私自身、独立当初は全く思うように動けない時期がありました。貯金が底をつき、家族に頭を下げた経験があります。でも、そのときに「なぜうまくいかなかったのか」を徹底的に分析したことが、その後のコンサルティング手法の土台になりました。断られることには必ず理由があり、その理由を特定できれば、次の提案は確実に変わります。
指導実績833件以上(飲食店・美容室・治療院・物販)の中で見えてきたのは、「断られ続けている経営者」ほど、提案の改善策を「話し方の練習」に求めている傾向があるということです。でも本当に変えるべきは、メニューの設計・見せ方・タイミングの仕組みです。仕組みを変えると、スタッフ全員の提案精度が底上げされます。

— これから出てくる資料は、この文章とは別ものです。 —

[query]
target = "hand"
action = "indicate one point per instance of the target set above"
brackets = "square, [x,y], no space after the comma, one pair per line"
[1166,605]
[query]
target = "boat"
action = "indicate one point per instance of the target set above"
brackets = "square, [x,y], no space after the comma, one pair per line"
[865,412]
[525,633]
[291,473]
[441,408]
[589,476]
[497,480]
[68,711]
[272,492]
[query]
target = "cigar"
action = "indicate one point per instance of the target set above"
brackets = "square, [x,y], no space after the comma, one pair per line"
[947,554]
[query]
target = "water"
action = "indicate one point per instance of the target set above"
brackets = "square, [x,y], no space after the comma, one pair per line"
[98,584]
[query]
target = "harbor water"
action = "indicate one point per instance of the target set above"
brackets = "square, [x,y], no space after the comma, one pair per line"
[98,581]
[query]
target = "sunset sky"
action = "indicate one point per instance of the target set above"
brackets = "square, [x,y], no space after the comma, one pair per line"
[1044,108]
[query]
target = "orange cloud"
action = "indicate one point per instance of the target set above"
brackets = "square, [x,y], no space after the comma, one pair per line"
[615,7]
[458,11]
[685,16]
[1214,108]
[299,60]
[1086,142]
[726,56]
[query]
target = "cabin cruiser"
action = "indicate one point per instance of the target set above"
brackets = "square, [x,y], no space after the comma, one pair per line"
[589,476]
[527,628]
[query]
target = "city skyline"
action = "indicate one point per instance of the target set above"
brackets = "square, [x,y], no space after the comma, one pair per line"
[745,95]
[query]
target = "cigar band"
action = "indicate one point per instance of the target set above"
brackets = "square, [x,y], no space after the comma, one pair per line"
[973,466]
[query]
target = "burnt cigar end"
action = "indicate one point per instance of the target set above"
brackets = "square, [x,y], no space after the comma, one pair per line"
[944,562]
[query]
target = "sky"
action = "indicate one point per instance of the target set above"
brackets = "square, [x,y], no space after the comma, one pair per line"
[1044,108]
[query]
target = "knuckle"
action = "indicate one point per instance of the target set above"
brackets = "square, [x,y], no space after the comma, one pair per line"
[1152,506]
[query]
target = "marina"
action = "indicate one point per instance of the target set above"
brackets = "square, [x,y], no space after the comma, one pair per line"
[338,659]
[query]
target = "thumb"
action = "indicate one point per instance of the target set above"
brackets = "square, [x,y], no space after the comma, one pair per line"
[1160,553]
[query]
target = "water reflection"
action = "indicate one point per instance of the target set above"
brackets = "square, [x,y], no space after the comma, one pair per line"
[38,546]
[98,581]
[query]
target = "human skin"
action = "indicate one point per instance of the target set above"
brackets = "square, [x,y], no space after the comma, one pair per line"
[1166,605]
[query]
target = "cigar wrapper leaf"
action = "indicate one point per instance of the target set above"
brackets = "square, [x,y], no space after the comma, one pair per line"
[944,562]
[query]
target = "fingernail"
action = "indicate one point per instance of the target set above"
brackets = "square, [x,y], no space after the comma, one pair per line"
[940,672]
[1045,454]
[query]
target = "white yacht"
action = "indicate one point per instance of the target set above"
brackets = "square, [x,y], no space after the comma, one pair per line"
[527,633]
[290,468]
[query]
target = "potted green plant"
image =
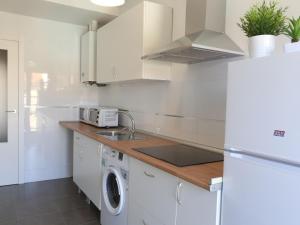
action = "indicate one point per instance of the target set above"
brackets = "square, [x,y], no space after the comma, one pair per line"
[261,24]
[293,32]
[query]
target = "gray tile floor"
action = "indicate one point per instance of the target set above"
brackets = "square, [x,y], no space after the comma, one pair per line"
[55,202]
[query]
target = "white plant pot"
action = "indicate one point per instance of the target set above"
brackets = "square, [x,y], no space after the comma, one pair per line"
[261,45]
[292,47]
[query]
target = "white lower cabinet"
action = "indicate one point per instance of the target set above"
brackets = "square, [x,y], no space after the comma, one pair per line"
[152,195]
[197,206]
[87,157]
[156,197]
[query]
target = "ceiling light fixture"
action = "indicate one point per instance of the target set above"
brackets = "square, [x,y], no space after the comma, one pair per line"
[108,3]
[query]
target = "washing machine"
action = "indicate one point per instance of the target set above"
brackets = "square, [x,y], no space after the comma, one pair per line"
[114,198]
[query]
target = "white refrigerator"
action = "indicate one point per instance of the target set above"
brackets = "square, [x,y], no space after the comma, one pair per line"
[262,144]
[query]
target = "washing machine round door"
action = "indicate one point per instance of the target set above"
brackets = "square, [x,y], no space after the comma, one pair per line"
[113,191]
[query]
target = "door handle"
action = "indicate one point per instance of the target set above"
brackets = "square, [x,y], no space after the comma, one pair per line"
[178,193]
[11,111]
[149,174]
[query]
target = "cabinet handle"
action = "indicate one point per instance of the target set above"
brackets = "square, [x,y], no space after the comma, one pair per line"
[11,111]
[80,154]
[99,149]
[149,174]
[178,193]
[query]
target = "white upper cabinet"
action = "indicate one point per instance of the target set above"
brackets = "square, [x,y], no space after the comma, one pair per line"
[122,43]
[88,57]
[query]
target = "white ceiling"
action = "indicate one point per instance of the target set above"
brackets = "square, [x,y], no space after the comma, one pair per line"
[80,12]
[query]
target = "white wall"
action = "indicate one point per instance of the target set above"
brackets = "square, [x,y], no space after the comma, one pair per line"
[197,93]
[52,91]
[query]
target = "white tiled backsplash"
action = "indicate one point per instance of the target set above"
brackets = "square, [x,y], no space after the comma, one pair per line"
[190,107]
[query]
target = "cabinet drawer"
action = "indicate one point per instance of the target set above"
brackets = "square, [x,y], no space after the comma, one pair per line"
[153,189]
[139,216]
[84,140]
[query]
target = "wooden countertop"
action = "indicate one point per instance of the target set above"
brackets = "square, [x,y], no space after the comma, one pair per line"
[207,176]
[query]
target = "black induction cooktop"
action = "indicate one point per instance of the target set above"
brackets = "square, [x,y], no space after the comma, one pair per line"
[182,155]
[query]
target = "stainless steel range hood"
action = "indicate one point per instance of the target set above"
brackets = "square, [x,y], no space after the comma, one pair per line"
[205,37]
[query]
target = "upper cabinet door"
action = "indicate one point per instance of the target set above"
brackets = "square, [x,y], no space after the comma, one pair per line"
[88,57]
[196,206]
[122,43]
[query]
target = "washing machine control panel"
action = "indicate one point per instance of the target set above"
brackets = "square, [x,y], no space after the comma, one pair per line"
[115,157]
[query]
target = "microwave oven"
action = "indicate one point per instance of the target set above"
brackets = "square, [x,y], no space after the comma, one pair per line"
[99,116]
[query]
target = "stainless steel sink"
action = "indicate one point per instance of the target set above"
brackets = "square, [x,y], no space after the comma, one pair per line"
[120,135]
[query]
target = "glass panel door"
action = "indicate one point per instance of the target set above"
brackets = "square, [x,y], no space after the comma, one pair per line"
[3,96]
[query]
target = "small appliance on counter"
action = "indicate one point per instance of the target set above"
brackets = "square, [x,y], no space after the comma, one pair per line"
[99,116]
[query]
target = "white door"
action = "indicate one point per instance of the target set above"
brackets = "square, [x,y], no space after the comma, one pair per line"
[197,206]
[259,192]
[263,107]
[9,124]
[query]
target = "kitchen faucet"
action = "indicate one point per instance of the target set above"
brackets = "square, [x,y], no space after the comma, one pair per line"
[126,113]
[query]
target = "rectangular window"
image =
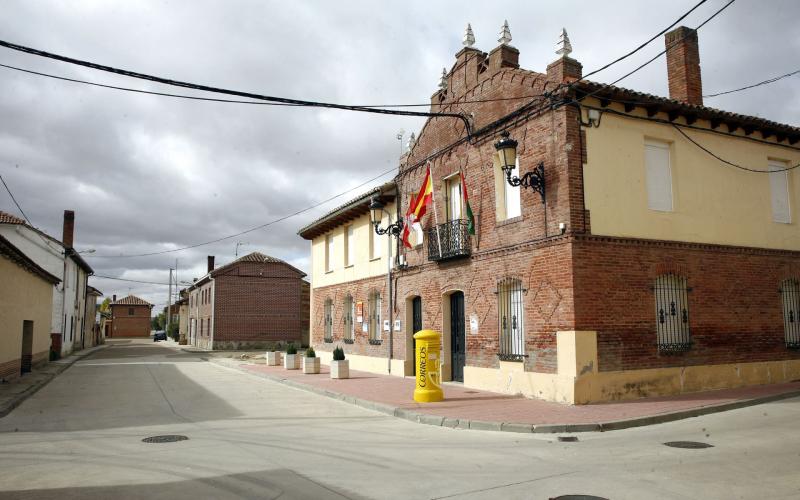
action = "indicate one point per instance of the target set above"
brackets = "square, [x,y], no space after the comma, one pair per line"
[328,320]
[328,252]
[512,198]
[374,316]
[790,296]
[658,176]
[779,187]
[672,313]
[511,315]
[349,246]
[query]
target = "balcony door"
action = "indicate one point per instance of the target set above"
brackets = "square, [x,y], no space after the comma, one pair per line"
[453,186]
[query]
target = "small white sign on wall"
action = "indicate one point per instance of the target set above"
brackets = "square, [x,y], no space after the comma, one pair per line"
[473,324]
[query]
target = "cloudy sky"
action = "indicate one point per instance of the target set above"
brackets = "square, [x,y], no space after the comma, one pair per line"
[147,174]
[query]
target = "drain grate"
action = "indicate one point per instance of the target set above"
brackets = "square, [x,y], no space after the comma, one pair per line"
[578,497]
[169,438]
[690,445]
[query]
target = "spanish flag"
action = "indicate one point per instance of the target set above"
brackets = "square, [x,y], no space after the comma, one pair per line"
[418,206]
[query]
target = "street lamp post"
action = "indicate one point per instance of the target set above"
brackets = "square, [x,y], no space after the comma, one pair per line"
[376,216]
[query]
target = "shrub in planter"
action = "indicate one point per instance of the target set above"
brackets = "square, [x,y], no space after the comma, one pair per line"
[340,367]
[291,361]
[310,361]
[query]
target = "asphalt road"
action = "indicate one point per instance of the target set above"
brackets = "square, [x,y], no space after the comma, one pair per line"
[81,437]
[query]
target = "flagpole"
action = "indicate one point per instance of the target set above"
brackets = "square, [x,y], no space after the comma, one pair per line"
[435,212]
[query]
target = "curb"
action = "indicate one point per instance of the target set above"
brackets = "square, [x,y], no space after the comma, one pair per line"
[59,367]
[456,423]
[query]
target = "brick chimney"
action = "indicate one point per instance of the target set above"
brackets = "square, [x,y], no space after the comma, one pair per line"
[683,66]
[69,228]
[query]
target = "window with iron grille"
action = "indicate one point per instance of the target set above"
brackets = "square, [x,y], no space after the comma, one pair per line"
[790,296]
[328,318]
[511,314]
[374,310]
[672,313]
[348,313]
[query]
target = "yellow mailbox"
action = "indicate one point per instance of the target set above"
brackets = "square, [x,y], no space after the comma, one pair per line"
[429,346]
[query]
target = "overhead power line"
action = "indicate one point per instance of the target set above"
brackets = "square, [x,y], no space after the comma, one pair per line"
[648,42]
[765,82]
[246,231]
[236,101]
[219,90]
[723,160]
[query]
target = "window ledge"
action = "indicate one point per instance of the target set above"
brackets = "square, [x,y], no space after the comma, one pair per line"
[506,222]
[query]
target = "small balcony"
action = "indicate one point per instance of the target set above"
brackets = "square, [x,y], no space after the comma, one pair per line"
[449,241]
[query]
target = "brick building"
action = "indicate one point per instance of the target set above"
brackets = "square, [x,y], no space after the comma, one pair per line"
[130,317]
[644,266]
[26,301]
[253,302]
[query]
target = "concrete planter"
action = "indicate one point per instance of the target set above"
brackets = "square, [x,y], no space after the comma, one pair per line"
[291,361]
[310,365]
[273,358]
[340,369]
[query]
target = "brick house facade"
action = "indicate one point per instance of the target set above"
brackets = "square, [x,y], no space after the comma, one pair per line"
[253,302]
[617,283]
[130,317]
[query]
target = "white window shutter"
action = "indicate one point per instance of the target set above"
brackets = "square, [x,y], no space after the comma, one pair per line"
[779,187]
[658,176]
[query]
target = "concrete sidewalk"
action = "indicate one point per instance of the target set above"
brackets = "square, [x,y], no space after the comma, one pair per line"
[13,393]
[472,409]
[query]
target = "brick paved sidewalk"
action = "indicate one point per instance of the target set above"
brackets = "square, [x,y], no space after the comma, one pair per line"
[468,408]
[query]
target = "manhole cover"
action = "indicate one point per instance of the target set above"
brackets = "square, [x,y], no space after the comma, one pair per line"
[170,438]
[692,445]
[578,497]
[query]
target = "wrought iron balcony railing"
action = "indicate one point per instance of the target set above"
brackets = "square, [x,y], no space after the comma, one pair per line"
[449,241]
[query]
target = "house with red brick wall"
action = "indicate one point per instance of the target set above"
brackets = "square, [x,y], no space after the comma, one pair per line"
[254,302]
[652,249]
[26,301]
[130,317]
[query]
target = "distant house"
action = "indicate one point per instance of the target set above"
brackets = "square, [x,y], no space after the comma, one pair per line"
[60,259]
[250,303]
[91,329]
[26,302]
[130,317]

「最初は積極的に追加提案をしていたのですが、断られるうちにだんだん提案できなくなっていました。でも、メニューブックの見せ方とPOPを変えたら、お客さんの方から『これってどういうの?』と聞いてくれるようになりました。提案する前から断られていた理由がわかった気がします。」
40代・女性美容室オーナー
まとめ:「断られた」を次の一手に変えるために
追加メニューを勧めて断られた経験は、提案の仕方を見直す最高のヒントです。
大切なのは、
- 提案の言葉を「作業名」から「ご利益名」に変えること
- メニューブックやPOPを「静かな販促ツール」として機能させること
- 今日の提案と次回来店の橋渡しをセットで組み込むこと
この3つを「仕組み」として整えると、あなた個人のトーク力に頼らなくても、客単価は少しずつ、確実に上がっていきます。忙しく働いているのに手元にお金が残らないと感じているなら、まず「どこで利益が漏れているか」を知ることから始めましょう。
客単価の改善は、新規集客より先に取り組むべき優先課題です。新しいお客さんを増やす前に、今来てくれているお客さんとの関係を深めることの方が、利益への影響は大きいからです。